Although Meswick was already engaged when she and her fiance combined
households, she said both families had preconceived notions about couples living
together before marriage.
"My mom always thought you should be engaged before you move in together, and
his family felt the same way," she said. "But I think had it worked out
that we'd moved in together before we got engaged, it wouldn't have been that
big of an issue."
Meswick said some people have told her that living together before marriage is a
good idea, and others have warned against it. And although she and Shaw
have dated for over a year but have only lived together a few months, she says
"It's worked out wonderfully.
Robin Rushfield, 55, of East Brunswick is the contact person for Passages, a
self-help group for separated and divorced adults that meets in Spotswood once a
week. She was referred to the group while going through her own divorce
several years ago.
Rushfield believes that society's changing attitudes about marriage are
contributing to behavioral practices.
"I think that especially older people — the taboos on "living in sin,' so to
speak, are much less prevalent," Rushfield said. "Nobody feels that it's a
terrible thing, that it's a stigma to live with somebody without benefit of
wedlock. Social Security benefits are different if you're married, so more
people talk about not needing to be married."
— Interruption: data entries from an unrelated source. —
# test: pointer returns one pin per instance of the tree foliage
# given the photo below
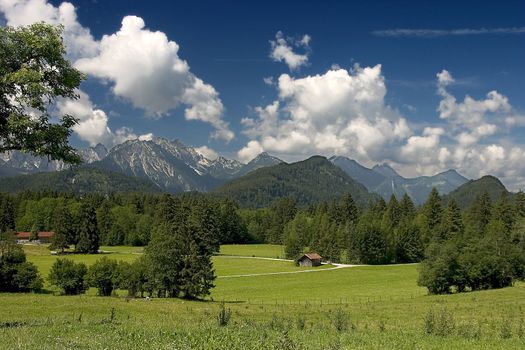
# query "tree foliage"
(34, 72)
(68, 276)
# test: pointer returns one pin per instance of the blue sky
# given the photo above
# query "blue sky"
(337, 100)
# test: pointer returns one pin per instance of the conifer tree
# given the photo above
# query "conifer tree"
(88, 233)
(7, 213)
(406, 207)
(62, 227)
(432, 213)
(519, 201)
(480, 213)
(104, 221)
(504, 212)
(391, 215)
(452, 222)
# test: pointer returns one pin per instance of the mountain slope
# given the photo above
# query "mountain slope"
(77, 180)
(261, 161)
(385, 181)
(312, 180)
(168, 165)
(368, 177)
(467, 193)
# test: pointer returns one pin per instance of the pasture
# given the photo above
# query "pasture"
(365, 307)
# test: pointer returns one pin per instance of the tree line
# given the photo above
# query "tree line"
(480, 247)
Rushfield has a significant other, but they live apart. Finances also play
a role in her decision not to marry.
"I don't want to compromise my children's inheritance, and I don't expect to
inherit anything from him," she explained.
Since joining Passages in 1998, Rushfield said she has noticed that many of
those divorcing have been married from 15 to 35 years.
She also pointed out that the study's data may not be a true reflection of
divorce and cohabitation rates in New Jersey.
"This could also be an East Coast phenomenon," she said. "This is
(essentially) New York . . . I don't know if it holds (true) in Idaho."